Everything was going great during Hugh Riminton’s fireside chat with Hugh Mackay until the very end. Until the point when Hugh Mackay suggested that the digital world was making it harder for people to actually see and connect with each other.
Now, as a very generalized rule, I generally agree. But it’s a point of view that will resonate much more with extraverts who make up arguably half of the population. And extraverts are the half of the population who, by definition, regularly see and personally interact with lots of other people. Putting a digital device into their hands may very well change the number of in-person interactions taking place.
But for people on the introverted side of the curve, the silent half, the quiet half, the half that doesn’t blather on for hours because they need to hear their own voice, the half that stays behind closed doors much of the day, the half that loves libraries and forests and other places of peaceful solitude, the digital world does not close doors. Rather, it opens doors.
For some people, the digital world is the only door to the outside. For some, the outer world is too loud, too complicated, too busy, too distracting.
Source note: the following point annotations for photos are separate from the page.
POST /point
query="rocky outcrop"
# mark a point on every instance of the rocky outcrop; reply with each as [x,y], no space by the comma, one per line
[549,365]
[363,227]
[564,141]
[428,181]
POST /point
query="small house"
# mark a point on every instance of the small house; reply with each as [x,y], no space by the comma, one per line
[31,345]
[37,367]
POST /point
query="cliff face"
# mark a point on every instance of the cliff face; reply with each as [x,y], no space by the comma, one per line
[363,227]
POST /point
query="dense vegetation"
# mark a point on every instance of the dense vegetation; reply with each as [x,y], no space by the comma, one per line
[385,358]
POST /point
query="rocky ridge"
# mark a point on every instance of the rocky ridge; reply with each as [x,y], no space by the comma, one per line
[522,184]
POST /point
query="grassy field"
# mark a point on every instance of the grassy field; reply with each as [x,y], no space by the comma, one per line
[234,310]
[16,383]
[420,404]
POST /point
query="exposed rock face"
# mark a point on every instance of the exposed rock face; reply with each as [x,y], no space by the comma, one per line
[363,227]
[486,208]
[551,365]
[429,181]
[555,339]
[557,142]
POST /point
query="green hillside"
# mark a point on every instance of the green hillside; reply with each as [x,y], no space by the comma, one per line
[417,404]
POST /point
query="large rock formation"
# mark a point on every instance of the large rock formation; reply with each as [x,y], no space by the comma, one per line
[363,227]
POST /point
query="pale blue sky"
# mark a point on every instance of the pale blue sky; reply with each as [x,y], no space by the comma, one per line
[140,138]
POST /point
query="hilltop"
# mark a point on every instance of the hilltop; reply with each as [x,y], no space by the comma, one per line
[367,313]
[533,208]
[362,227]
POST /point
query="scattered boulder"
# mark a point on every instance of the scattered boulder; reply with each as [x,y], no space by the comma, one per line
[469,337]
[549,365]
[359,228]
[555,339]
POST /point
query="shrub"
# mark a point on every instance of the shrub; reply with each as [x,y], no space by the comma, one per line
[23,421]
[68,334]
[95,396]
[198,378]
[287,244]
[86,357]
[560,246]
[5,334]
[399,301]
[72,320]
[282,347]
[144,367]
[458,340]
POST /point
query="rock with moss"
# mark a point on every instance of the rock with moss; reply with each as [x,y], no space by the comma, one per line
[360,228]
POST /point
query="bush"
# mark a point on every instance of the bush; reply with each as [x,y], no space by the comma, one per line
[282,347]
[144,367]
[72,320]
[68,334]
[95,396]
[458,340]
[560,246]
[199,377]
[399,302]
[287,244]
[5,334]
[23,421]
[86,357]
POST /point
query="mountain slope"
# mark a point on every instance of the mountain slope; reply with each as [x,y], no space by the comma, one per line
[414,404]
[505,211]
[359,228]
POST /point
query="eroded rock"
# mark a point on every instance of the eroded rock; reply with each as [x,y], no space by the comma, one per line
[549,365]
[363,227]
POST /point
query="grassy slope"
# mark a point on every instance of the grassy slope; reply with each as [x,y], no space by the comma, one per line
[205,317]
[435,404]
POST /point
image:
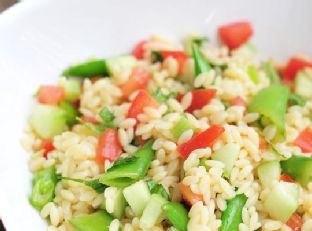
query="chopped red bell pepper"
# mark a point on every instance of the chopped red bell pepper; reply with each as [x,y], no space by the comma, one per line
[286,178]
[295,222]
[139,50]
[142,100]
[238,101]
[138,79]
[200,98]
[235,34]
[202,140]
[47,146]
[179,56]
[49,94]
[304,140]
[293,66]
[108,147]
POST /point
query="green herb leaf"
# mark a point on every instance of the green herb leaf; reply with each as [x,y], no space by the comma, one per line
[157,189]
[161,97]
[107,116]
[271,72]
[296,99]
[122,161]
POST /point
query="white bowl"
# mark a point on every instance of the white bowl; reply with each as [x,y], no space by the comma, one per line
[39,38]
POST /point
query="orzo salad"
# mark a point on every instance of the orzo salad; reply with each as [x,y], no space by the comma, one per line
[176,137]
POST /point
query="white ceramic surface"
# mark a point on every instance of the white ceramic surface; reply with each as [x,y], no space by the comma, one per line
[39,38]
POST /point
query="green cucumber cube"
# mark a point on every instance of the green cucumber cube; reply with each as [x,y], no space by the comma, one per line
[116,64]
[72,89]
[137,195]
[282,201]
[152,212]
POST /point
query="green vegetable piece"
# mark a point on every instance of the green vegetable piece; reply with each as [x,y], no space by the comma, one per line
[201,65]
[117,63]
[71,89]
[177,215]
[94,184]
[98,221]
[87,69]
[268,172]
[156,57]
[297,99]
[271,102]
[181,126]
[271,73]
[282,201]
[253,74]
[193,38]
[47,121]
[71,113]
[303,83]
[227,155]
[232,216]
[299,168]
[119,203]
[43,187]
[152,212]
[157,189]
[107,116]
[137,195]
[130,170]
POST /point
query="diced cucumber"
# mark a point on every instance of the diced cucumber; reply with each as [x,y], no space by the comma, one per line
[152,212]
[188,41]
[71,113]
[119,203]
[181,126]
[87,69]
[71,89]
[298,167]
[137,195]
[47,121]
[98,221]
[282,201]
[115,64]
[303,84]
[227,155]
[269,172]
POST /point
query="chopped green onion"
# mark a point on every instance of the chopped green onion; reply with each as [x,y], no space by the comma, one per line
[43,187]
[98,221]
[129,170]
[232,216]
[297,100]
[201,65]
[271,102]
[88,69]
[71,113]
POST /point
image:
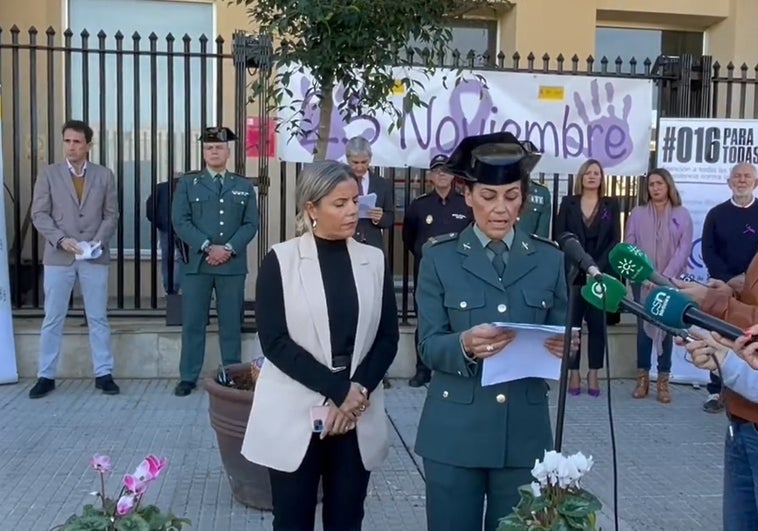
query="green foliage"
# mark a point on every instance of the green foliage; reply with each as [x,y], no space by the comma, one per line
[351,44]
[554,510]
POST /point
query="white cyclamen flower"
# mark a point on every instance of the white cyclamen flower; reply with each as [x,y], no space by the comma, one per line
[539,472]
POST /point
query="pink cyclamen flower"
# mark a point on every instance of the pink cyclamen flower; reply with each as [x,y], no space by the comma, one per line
[101,463]
[150,468]
[134,484]
[125,504]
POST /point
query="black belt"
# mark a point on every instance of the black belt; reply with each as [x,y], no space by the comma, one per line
[340,363]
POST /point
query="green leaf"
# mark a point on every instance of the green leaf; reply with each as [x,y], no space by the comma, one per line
[579,505]
[88,523]
[132,522]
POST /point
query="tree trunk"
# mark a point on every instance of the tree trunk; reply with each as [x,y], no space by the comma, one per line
[326,106]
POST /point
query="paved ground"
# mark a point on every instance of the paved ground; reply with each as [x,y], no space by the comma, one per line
[669,457]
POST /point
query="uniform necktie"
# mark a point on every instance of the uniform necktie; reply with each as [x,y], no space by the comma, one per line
[499,248]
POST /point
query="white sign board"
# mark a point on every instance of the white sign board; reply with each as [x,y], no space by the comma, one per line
[700,153]
[568,118]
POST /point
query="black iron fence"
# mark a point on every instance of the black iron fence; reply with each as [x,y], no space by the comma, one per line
[148,98]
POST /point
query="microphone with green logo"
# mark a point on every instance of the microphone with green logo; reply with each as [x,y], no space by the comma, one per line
[615,300]
[633,264]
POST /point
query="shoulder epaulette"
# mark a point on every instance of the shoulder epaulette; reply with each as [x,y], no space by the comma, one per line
[544,240]
[442,238]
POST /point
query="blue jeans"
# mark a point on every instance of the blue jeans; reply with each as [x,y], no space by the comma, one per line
[58,283]
[167,256]
[645,343]
[740,497]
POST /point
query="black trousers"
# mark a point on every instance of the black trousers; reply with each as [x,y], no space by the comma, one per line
[595,319]
[336,462]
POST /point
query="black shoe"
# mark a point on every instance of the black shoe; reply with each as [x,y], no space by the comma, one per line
[184,388]
[419,379]
[107,385]
[42,387]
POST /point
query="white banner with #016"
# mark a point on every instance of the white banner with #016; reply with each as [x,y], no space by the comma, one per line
[700,153]
[568,118]
[8,368]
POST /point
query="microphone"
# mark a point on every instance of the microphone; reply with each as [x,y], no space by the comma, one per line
[674,309]
[569,244]
[633,264]
[615,300]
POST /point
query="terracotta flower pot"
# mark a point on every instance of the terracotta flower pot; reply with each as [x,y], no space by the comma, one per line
[229,410]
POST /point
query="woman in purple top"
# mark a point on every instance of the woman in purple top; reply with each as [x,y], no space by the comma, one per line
[662,228]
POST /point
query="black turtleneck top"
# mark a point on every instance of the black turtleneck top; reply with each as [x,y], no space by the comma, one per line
[342,309]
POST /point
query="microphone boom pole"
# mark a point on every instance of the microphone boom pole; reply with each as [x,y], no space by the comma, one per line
[567,359]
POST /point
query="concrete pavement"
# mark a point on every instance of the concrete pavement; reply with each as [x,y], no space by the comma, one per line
[669,457]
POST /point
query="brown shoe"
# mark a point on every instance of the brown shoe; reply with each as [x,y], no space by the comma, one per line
[664,395]
[643,384]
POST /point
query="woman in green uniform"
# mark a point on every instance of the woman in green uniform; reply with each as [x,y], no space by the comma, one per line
[480,443]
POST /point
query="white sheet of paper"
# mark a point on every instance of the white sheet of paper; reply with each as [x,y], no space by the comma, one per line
[90,251]
[525,357]
[366,203]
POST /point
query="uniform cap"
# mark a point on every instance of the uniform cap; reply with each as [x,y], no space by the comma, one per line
[217,134]
[494,159]
[438,160]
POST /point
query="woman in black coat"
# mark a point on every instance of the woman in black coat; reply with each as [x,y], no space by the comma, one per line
[595,219]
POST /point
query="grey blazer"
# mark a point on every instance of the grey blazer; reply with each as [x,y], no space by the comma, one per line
[368,232]
[57,214]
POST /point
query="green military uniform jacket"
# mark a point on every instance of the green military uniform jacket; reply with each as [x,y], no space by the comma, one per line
[464,424]
[537,211]
[201,213]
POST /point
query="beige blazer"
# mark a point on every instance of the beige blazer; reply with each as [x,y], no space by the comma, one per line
[57,213]
[279,429]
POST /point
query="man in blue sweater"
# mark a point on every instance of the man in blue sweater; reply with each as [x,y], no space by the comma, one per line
[730,240]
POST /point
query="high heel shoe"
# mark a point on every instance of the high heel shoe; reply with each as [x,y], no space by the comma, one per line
[575,384]
[593,390]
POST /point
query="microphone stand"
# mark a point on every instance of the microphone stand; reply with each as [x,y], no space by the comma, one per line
[568,357]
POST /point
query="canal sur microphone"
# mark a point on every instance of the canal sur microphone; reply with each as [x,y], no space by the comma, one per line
[633,264]
[616,300]
[674,309]
[569,244]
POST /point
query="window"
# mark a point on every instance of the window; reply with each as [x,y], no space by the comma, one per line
[467,35]
[143,17]
[641,44]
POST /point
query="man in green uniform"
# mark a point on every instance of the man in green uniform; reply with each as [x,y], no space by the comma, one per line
[535,217]
[215,215]
[478,439]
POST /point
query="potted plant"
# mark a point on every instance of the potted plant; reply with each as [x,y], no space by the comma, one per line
[556,500]
[125,511]
[230,397]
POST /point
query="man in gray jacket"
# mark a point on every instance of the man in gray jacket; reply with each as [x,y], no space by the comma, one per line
[74,206]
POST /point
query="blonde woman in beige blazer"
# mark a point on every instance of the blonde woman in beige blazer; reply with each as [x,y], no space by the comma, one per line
[327,322]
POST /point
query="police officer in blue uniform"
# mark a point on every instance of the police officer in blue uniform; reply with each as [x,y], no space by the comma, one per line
[215,214]
[443,210]
[535,217]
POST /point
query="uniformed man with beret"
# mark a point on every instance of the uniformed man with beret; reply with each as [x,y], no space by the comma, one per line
[479,443]
[443,210]
[535,218]
[215,215]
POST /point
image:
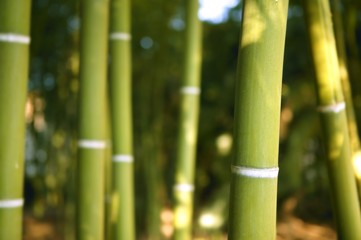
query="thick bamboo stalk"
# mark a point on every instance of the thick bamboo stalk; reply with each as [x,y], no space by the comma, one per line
[346,89]
[92,121]
[187,136]
[333,118]
[122,217]
[14,59]
[257,109]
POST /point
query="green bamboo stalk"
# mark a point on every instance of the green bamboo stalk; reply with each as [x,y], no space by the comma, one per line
[346,89]
[122,217]
[14,59]
[333,118]
[187,138]
[253,196]
[92,119]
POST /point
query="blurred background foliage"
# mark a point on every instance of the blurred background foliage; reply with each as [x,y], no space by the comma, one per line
[157,41]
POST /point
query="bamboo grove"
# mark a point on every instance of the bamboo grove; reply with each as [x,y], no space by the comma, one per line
[111,160]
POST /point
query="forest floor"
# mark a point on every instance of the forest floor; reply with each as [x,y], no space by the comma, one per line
[306,220]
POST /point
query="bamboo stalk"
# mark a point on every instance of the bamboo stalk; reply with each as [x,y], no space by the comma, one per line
[333,118]
[187,136]
[122,222]
[346,89]
[92,119]
[254,168]
[14,61]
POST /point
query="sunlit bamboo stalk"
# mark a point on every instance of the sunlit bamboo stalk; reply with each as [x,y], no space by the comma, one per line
[122,215]
[14,61]
[333,117]
[92,141]
[346,89]
[257,115]
[187,135]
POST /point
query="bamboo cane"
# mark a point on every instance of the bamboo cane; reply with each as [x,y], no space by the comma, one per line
[184,173]
[254,168]
[122,218]
[92,121]
[333,118]
[14,59]
[346,89]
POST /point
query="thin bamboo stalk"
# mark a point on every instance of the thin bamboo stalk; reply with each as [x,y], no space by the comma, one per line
[14,59]
[333,118]
[122,217]
[187,138]
[346,89]
[92,141]
[254,168]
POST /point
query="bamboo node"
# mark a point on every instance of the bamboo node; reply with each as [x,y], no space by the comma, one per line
[193,90]
[120,36]
[125,158]
[183,187]
[95,144]
[11,203]
[14,38]
[255,172]
[335,108]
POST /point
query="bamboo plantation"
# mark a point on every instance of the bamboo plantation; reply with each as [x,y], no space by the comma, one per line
[180,120]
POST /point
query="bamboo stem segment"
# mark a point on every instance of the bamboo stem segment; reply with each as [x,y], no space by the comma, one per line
[187,138]
[333,118]
[93,141]
[253,195]
[14,61]
[122,215]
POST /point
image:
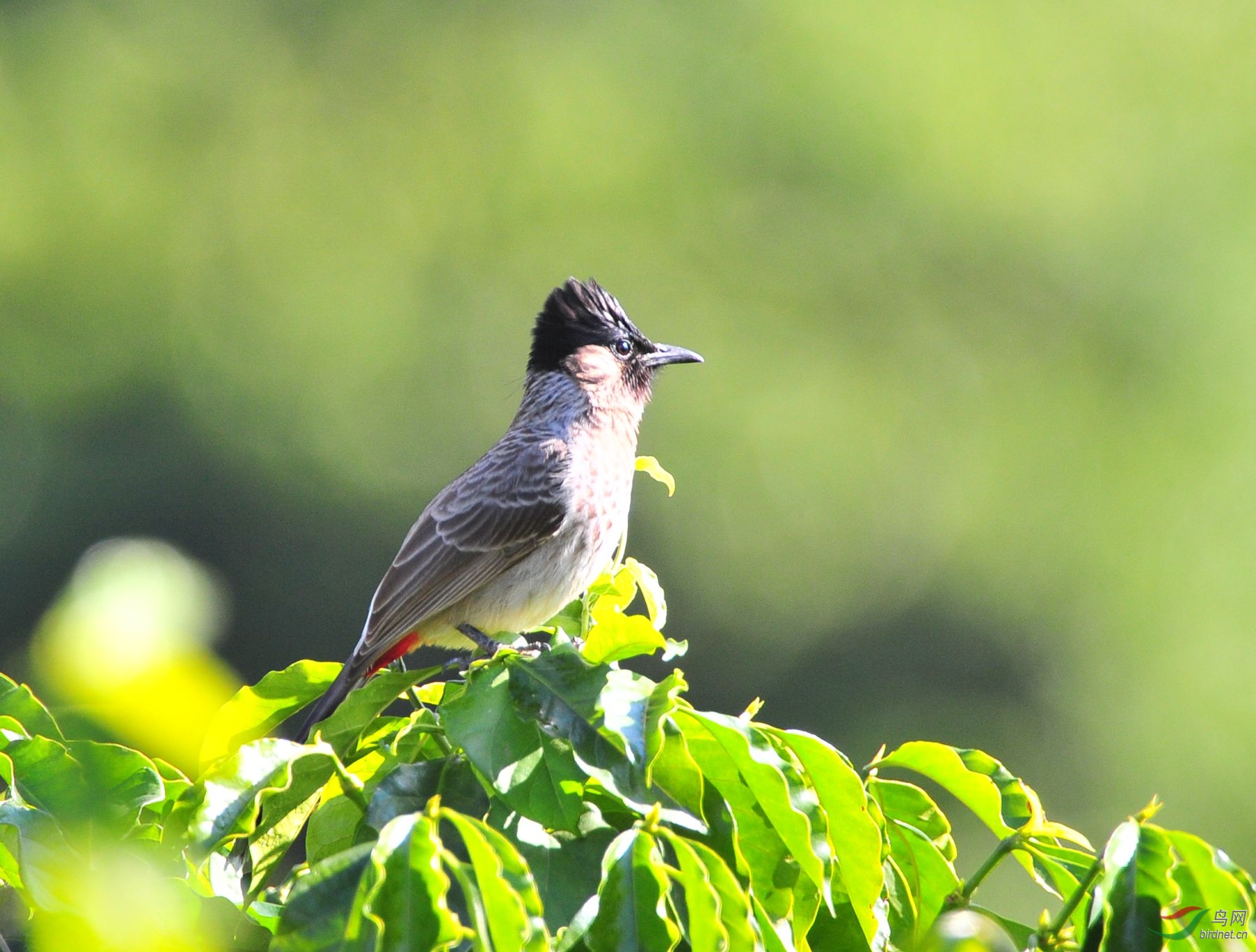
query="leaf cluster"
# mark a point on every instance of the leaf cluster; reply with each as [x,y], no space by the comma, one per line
[562,801]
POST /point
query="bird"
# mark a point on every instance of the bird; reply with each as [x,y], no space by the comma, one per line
[533,523]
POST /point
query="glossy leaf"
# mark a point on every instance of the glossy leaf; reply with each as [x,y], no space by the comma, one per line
[565,867]
[719,914]
[530,768]
[632,898]
[511,906]
[255,710]
[998,798]
[410,895]
[345,725]
[317,912]
[854,835]
[763,771]
[651,590]
[226,801]
[284,809]
[1204,879]
[927,875]
[408,788]
[1135,888]
[615,636]
[47,776]
[34,857]
[19,702]
[121,782]
[653,469]
[911,805]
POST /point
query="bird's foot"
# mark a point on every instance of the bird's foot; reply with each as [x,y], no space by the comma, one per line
[458,664]
[484,642]
[534,648]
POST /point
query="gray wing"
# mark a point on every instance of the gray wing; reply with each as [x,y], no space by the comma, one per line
[481,524]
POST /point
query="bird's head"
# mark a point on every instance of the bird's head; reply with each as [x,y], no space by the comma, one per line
[583,332]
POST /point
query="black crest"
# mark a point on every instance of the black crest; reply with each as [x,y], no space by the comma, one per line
[576,314]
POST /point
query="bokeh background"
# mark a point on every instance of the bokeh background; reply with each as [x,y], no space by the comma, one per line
[973,452]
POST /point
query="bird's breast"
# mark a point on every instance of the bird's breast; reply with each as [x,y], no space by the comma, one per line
[598,493]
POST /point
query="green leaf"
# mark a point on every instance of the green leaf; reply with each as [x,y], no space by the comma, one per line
[345,725]
[703,927]
[122,782]
[34,857]
[927,873]
[1135,888]
[728,801]
[763,771]
[408,788]
[410,895]
[998,798]
[47,776]
[651,590]
[615,636]
[533,726]
[1204,879]
[719,914]
[284,809]
[532,769]
[317,912]
[969,930]
[854,835]
[632,900]
[775,936]
[174,780]
[675,770]
[225,803]
[1019,931]
[651,468]
[19,702]
[662,704]
[511,905]
[257,710]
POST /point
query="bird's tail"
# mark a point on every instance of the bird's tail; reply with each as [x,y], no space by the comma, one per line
[350,677]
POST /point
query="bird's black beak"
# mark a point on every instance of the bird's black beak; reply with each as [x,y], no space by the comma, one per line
[667,355]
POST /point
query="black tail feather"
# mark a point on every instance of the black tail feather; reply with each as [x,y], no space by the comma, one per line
[345,681]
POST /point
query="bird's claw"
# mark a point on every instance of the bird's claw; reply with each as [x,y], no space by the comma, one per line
[534,648]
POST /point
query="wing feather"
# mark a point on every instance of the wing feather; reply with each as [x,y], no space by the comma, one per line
[495,514]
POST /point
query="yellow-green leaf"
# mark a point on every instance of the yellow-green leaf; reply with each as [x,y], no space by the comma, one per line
[651,468]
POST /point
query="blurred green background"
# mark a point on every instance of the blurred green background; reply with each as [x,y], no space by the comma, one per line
[973,452]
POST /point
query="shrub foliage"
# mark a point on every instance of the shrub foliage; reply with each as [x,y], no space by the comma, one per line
[559,801]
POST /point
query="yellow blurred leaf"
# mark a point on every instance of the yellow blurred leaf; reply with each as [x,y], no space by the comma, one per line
[651,468]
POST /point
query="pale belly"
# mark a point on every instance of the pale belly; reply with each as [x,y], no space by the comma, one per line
[535,589]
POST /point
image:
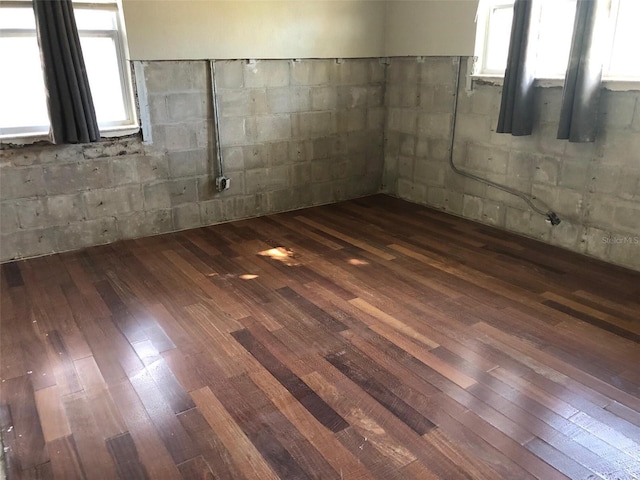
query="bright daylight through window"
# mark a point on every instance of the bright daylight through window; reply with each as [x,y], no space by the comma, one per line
[23,109]
[552,30]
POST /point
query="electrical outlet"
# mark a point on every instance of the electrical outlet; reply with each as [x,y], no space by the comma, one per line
[223,183]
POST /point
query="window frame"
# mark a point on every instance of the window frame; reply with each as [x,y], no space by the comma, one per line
[480,72]
[128,126]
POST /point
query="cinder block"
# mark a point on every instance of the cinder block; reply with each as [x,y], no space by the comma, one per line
[183,191]
[549,102]
[472,207]
[271,128]
[376,118]
[186,216]
[8,217]
[158,109]
[59,153]
[435,196]
[21,182]
[438,71]
[98,173]
[521,164]
[353,72]
[112,148]
[65,178]
[439,149]
[207,188]
[156,196]
[517,220]
[245,102]
[300,150]
[237,131]
[189,163]
[324,98]
[266,73]
[351,120]
[402,71]
[279,100]
[603,179]
[408,145]
[289,199]
[19,157]
[233,159]
[152,168]
[229,74]
[175,76]
[64,209]
[279,153]
[187,107]
[635,124]
[264,179]
[493,213]
[31,212]
[627,217]
[112,201]
[144,224]
[375,96]
[212,211]
[322,193]
[257,156]
[176,137]
[594,242]
[625,250]
[313,72]
[28,243]
[546,140]
[490,160]
[352,96]
[301,99]
[402,120]
[377,71]
[313,124]
[617,109]
[453,202]
[430,173]
[124,171]
[567,234]
[473,128]
[434,125]
[539,228]
[574,174]
[629,185]
[406,167]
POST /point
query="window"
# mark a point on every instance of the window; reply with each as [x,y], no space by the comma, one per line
[23,109]
[553,31]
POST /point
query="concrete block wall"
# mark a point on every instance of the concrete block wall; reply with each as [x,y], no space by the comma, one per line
[293,134]
[594,188]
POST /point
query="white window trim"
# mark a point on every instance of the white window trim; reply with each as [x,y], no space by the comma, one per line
[481,74]
[119,129]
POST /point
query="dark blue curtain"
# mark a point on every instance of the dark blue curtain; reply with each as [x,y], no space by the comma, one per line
[582,84]
[516,107]
[71,110]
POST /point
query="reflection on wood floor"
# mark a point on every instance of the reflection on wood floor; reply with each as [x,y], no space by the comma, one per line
[368,339]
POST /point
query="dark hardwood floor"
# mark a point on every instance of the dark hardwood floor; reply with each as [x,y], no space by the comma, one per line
[368,339]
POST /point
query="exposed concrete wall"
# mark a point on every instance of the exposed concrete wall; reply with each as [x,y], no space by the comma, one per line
[198,29]
[594,188]
[294,134]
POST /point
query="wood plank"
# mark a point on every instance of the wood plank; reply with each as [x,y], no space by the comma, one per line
[244,453]
[368,339]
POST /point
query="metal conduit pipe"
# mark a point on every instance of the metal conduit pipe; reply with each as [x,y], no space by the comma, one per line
[552,217]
For others, it is too stressful, too fearful, or too anxiety provoking. The digital world offers them a way to experience the wider world with less stress and distractions. It allows them to practice interacting with people in a slow and calculated way.
Pish posh, you say. Get over it, you say. Well, then perhaps you ought to completely change your personality, or maybe just stop being scared of heights or flying or bats. Maybe now is the time to register for that class in empathy. The world is not built like you. Stop expecting everyone to be the same as you.
As for the rest of us, we’ll continue to take full advantage of the digital world. It’s a wondrous thing.